Matthew Rarey
Position title: Matthew Rarey, Assistant Professor of Art History, Oberlin College

Dirt, Concrete, and the Substance of Memory in Slavery’s Dungeon
In the summer of 2017, Kwame Akoto-Bamfo installed “In Memoriam: Portraits of the Middle Passage in Situ” at Cape Coast Castle, a former slave fort in Ghana. Consisting of 1,300 life-sized portrait heads made of local concrete, Akoto-Bamfo placed them on the floor of the castle’s two main dungeons. “Look closely at the faces,” reads a sign at the entrance to the dungeon, “you may see someone who looks like a family member.” But the heads themselves, cloaked in the darkness of the dungeon and huddled together on a floor made of accumulated detritus, dirt, and feces, seemingly disavow visitors’ effort to engage with them. This presentation takes Akoto-Bamfo’s installation as a point of departure to explore how one claims and honors ancestors who leave no descendants: the dead and disappeared taken during the African slave trade. Reading Akoto-Bamfo’s installation alongside the works of Afro-pessimist theorist Saidiya Hartman and novelist Yaa Gyasi, I argue that this installation asks us to claim those we cannot see, whose faces and bodies cannot be felt in the darkness of the dungeon or the pages of the archive.
Matthew Francis Rarey is Assistant Professor of Art History at Oberlin College, where his work investigates assemblage and ephemeral aesthetics, visual conceptions of enslavement, and the development of religious arts in the early modern African-Portuguese world.
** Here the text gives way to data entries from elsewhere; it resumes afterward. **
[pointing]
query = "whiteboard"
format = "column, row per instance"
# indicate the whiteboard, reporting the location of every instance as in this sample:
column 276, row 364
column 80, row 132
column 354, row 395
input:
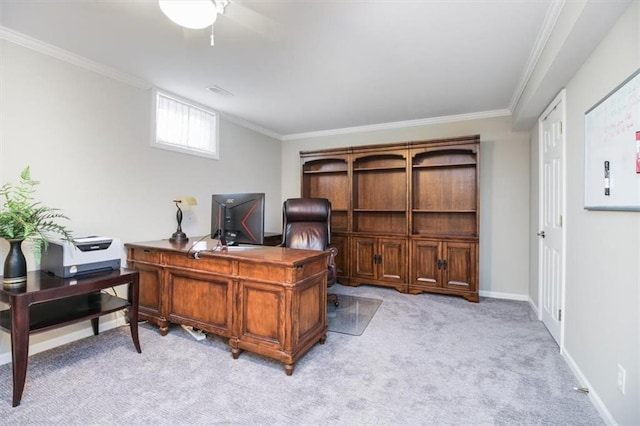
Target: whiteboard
column 612, row 149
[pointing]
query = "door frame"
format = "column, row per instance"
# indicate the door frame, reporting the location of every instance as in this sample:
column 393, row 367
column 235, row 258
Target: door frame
column 559, row 101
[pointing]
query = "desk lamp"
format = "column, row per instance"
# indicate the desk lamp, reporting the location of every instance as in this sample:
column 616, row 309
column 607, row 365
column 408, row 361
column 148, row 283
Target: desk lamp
column 179, row 236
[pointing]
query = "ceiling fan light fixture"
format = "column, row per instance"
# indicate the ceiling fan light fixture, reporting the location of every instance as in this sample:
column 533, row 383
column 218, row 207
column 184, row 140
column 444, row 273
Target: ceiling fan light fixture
column 194, row 14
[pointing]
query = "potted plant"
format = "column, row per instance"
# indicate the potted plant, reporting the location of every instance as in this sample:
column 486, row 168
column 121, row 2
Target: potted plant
column 24, row 219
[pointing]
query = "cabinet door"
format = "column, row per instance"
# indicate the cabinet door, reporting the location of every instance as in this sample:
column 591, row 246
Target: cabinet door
column 261, row 314
column 461, row 266
column 425, row 271
column 150, row 287
column 204, row 301
column 392, row 263
column 341, row 242
column 362, row 254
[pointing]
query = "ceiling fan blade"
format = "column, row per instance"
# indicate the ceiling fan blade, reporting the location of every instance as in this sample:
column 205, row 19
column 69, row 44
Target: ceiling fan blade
column 253, row 21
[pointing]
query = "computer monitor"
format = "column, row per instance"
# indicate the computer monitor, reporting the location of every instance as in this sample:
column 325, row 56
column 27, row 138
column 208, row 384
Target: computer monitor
column 238, row 218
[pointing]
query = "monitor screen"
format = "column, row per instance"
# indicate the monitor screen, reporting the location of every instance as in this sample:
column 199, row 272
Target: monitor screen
column 238, row 218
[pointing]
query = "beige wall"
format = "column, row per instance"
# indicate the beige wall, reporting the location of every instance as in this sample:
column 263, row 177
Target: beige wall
column 504, row 191
column 602, row 311
column 86, row 138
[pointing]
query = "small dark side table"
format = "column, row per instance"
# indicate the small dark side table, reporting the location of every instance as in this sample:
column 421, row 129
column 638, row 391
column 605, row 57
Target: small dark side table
column 46, row 302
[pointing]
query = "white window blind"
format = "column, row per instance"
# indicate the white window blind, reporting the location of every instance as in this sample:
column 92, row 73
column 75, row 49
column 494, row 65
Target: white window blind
column 185, row 127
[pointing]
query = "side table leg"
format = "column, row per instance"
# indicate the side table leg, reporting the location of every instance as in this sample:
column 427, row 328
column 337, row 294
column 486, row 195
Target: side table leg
column 95, row 324
column 134, row 292
column 19, row 347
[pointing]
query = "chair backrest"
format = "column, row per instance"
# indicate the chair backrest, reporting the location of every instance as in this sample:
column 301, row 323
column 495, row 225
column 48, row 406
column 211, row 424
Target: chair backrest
column 306, row 223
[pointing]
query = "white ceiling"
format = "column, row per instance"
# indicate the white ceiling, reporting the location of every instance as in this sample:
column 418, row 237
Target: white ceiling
column 297, row 67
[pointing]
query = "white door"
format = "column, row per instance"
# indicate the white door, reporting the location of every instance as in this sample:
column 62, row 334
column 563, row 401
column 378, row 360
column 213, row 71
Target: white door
column 551, row 233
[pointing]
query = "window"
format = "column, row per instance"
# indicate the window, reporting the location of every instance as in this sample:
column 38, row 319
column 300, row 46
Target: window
column 185, row 127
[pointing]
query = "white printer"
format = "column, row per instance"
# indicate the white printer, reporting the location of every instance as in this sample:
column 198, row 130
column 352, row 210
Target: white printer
column 89, row 255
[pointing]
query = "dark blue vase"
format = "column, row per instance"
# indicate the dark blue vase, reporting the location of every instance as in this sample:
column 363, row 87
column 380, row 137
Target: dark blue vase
column 15, row 266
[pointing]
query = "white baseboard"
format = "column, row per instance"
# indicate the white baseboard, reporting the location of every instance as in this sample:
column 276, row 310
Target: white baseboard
column 66, row 338
column 593, row 395
column 508, row 296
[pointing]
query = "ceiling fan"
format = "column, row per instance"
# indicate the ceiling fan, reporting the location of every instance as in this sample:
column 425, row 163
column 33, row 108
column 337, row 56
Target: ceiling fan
column 200, row 14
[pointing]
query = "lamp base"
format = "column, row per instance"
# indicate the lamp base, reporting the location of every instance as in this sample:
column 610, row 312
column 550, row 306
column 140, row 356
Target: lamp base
column 179, row 237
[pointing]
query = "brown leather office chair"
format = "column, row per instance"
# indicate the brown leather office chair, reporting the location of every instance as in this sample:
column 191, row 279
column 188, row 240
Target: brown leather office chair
column 307, row 225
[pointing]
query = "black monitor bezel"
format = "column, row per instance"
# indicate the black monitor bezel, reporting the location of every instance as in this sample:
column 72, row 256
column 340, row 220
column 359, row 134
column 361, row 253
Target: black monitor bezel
column 248, row 229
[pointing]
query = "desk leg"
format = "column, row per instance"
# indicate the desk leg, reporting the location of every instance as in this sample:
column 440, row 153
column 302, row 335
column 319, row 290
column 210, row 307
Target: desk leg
column 95, row 324
column 134, row 293
column 19, row 347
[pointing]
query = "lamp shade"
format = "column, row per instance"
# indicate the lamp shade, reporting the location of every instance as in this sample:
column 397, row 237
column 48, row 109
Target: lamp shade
column 194, row 14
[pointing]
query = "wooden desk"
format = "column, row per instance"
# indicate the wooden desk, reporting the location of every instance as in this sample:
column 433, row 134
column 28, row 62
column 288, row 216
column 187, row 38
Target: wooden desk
column 46, row 302
column 267, row 300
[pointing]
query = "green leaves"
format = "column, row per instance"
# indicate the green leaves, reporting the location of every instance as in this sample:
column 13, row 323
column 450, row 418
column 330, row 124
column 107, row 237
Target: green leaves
column 21, row 217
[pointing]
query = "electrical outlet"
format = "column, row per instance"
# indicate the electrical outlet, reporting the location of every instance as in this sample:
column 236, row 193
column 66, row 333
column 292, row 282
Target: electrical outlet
column 622, row 378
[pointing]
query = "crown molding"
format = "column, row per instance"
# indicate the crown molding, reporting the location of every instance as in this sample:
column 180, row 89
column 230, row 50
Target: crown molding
column 249, row 125
column 543, row 37
column 66, row 56
column 400, row 124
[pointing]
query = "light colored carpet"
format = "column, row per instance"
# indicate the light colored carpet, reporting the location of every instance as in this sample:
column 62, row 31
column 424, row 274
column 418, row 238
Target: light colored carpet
column 423, row 360
column 352, row 315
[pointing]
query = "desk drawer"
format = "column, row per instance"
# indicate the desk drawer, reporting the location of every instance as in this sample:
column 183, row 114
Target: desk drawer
column 144, row 255
column 218, row 265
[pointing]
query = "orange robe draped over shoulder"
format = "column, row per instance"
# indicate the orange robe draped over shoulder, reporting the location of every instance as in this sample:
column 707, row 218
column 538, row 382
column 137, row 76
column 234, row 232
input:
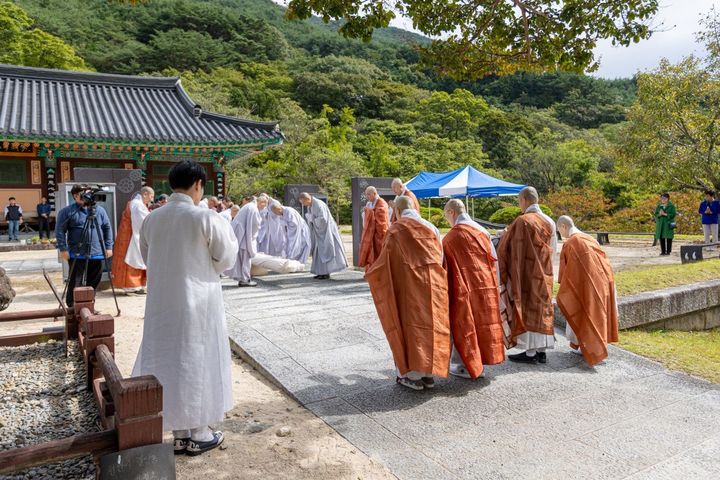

His writing on black Atlantic visual culture has appeared in Theorizing Visual Studies (2012), Romantic Circles Praxis Series (2014) African Heritage and Memories of Slavery in Brazil and the South Atlantic World (2015), and is forthcoming in African Arts. Rarey earned his B.A. from the University of Illinois at Urbana-Champaign, and his M.A. and Ph.D. from the University of Wisconsin-Madison.